22/02/2022

Sapatos cor-de-rosa

Apaixonei-me perdida e irremediavelmente por um par de sapatos cor-de-rosa que vi numa página de Instagram de uma blogger muito conhecida. Contactada a mesma, fiquei a saber que o modelo tem dois anos e foi vendido pela Zara. Perdidas quase todas as esperanças de os ter para mim, ainda assim não desisti. Corri primeiro o site da loja, depois fui aos das semelhantes, de seguida fiz uma pesquisa por imagens, utilizei o Google Lens, e nada, à escala global. Encurtando caminho, quando já me preparava para partir para os Ebay e OLX — espaços que detesto frequentar, porque um só me dá resultados nos EUA ou na China e já não tenho propriamente idade nem estofo para ir bater com os costados na alfândega, depois de preencher mil formulários e atestar pela minha honra, comprovando através de documento da encomenda, que aquele mísero rímel é mesmo para mim (been there, done that) e o outro só me apresenta fancaria (sapatos velhos, com chulé, ou fotografados com um pé gordo dentro, na arrecadação, com luz artificial, por verdadeiras fortunas, que ainda me obrigariam a deslocar-me a Fernão Ferro para os ir buscar) —, quando me lembrei da Vinted, aplicação que havia instalado há uma semana e, essa sim, me pareceu, se não excelente, pelo menos um feliz casamento entre o Ebay e o OLX, mas sem alfândega nem Casal de Cambra no bolo. 

Tinha passado parte de sábado em buscas pelos sapatos. Ainda não os amaldiçoava, porque o amor só crescia, com as expectativas de posse a diminuírem. (São factores intimamente relacionados, para quem não saiba.)

Domingo acordei de lua minguante. Durmo mal e pouco, tenho desgosto pela falta de cabelo (sobrancelhas e pestanas, ainda tudo ok, mas fiz nanoblanding, que ainda vou retocar, e mandei vir pestanas especiais para quem não tem nenhuma, já a prevenir.

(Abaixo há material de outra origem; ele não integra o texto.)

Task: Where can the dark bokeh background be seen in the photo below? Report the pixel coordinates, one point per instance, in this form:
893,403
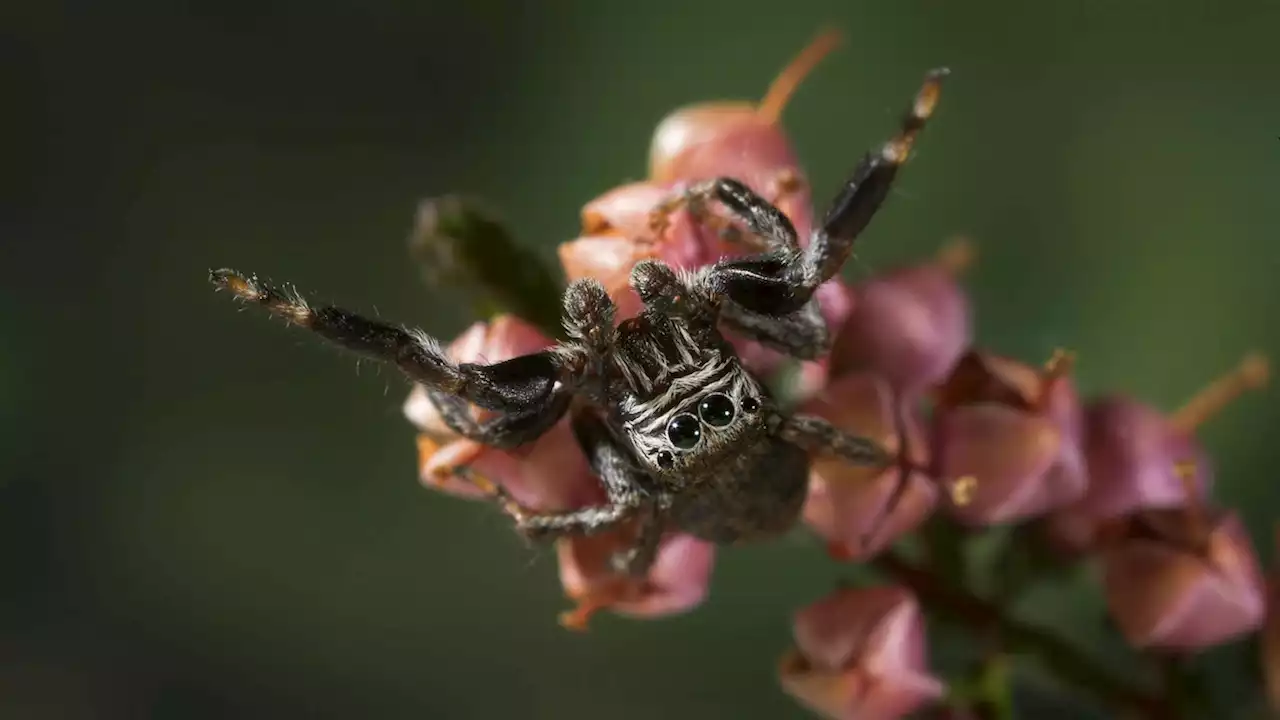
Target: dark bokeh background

Estas.) Doem-me as pontas dos dedos, as unhas estão roxas e não podem crescer nem um milímetro para além do sabugo porque doem, o meu nariz sangra um niquinho todos os dias, não tenho as esperadas aftas, mas já tive que mudar para uma pasta de dentes sem mentol (para evitar a sensação de boca queimada), os alimentos começam a saber-me, basicamente, todos ao mesmo: químicos. Não tenho vontade de correr, de dançar, de fazer algo mais do que ir e vir do hospital ou dormir, quando consigo. E posso alegrar-me por não enjoar nem ter vómitos. 

Lembrei-me então da Vinted, abri, pus filtros, “mulher” (sempre), “sapatos de salto”, “estado: novos ou muito bom”, “Zara”, “37” (número do meu pé direito, o esquerdo calça 36), “cor-de-rosa”, e foi correr sob a forma de scroll a sete pés, até que se deu o milagre de Natal.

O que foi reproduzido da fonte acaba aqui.